DeepSeek, the Chinese AI startup that rattled Silicon Valley with its low-cost models, is now working on its own artificial intelligence chip. That’s according to three people familiar with the matter, as reported by Reuters. The chip is designed for inference, meaning it would handle the job of running AI models and generating responses for users, not training new ones from scratch.
The project is still early. DeepSeek has been reaching out to chip-design firms, foundries, and memory companies, and has been quietly hiring chip engineers without posting jobs publicly. One source said the effort started about a year ago. DeepSeek did not respond to a request for comment.
News of the chip sent Nvidia shares down roughly 2% in premarket trading. That reaction, while modest, reflects how seriously the market takes any signal that a major AI player might reduce its dependence on Nvidia hardware.
To understand why this matters, you need to know how DeepSeek got here. The Hangzhou-based company became a global name in early 2025 when its R1 reasoning model outperformed expectations at a fraction of the usual cost. That model was trained on Nvidia’s H800 chips, a version designed for China before Washington banned its export in late 2023. Since then, DeepSeek has leaned more heavily on Huawei’s Ascend chips. In April 2026, it released a version of its V4 model adapted for Huawei’s hardware, and Huawei confirmed its processors played a role in training V4-Flash, a lighter variant.
But relying on Huawei has its own risks. U.S. export controls already block Chinese companies from buying Nvidia’s most advanced chips. On top of that, separate restrictions limit China’s access to high-bandwidth memory, a key component for inference chips. DeepSeek building in-house hardware is partly a response to that squeeze, and partly a reflection of where the broader AI industry is heading.
DeepSeek would not be alone in this push. Several major AI companies are moving away from total dependence on Nvidia:
- OpenAI released its first custom inference chip, called Jalapeno, last month, built with Broadcom
- Anthropic has been weighing its own chip development, according to a Reuters report from April
- Chinese rivals Alibaba and Baidu have already developed in-house AI chips and are winning market share from Huawei
That last point is significant. Huawei currently holds around half of China’s $50 billion domestic AI chip market, largely because U.S. sanctions pushed Chinese buyers toward it. But that grip is loosening. If DeepSeek joins Alibaba and Baidu in building its own silicon, Huawei faces pressure from multiple directions at once.
The inference chip market is also the fastest-growing part of AI computing right now. As more AI applications go live, the industry’s computing workload is shifting from training, which is expensive and infrequent, to inference, which happens constantly at scale.
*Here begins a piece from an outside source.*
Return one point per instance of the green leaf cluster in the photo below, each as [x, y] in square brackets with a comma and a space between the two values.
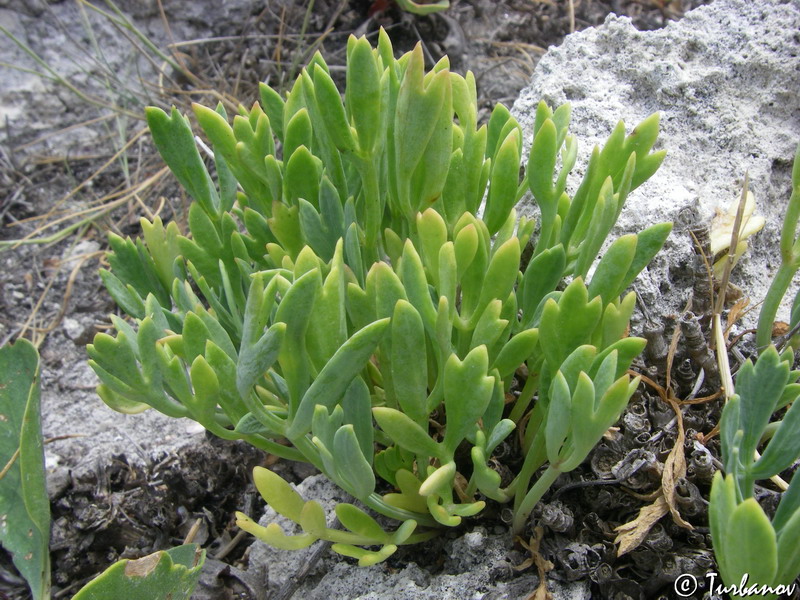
[351, 292]
[24, 506]
[164, 575]
[745, 540]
Chips built specifically for inference can be cheaper and more energy-efficient than the general-purpose GPUs that dominate training workloads. That makes it an attractive target for any company running AI at scale.
Still, building a competitive chip is hard. It typically takes years and significant capital. Foundry access is also a problem for Chinese designers, who are blocked from using the most advanced overseas fabs.
On the funding side, DeepSeek is also changing course. The company spent years rejecting outside investment, but Reuters reported in June that it was preparing to raise $7 billion in its first external funding round, at a valuation between $52 billion and $59 billion. A chip program of any ambition will need that kind of backing.
DeepSeek’s founder, Liang Wenfeng, acknowledged in a 2024 interview that chip export controls were a real challenge for the company. Building its own hardware would be the most direct answer to that problem, though whether it can actually pull it off remains an open question.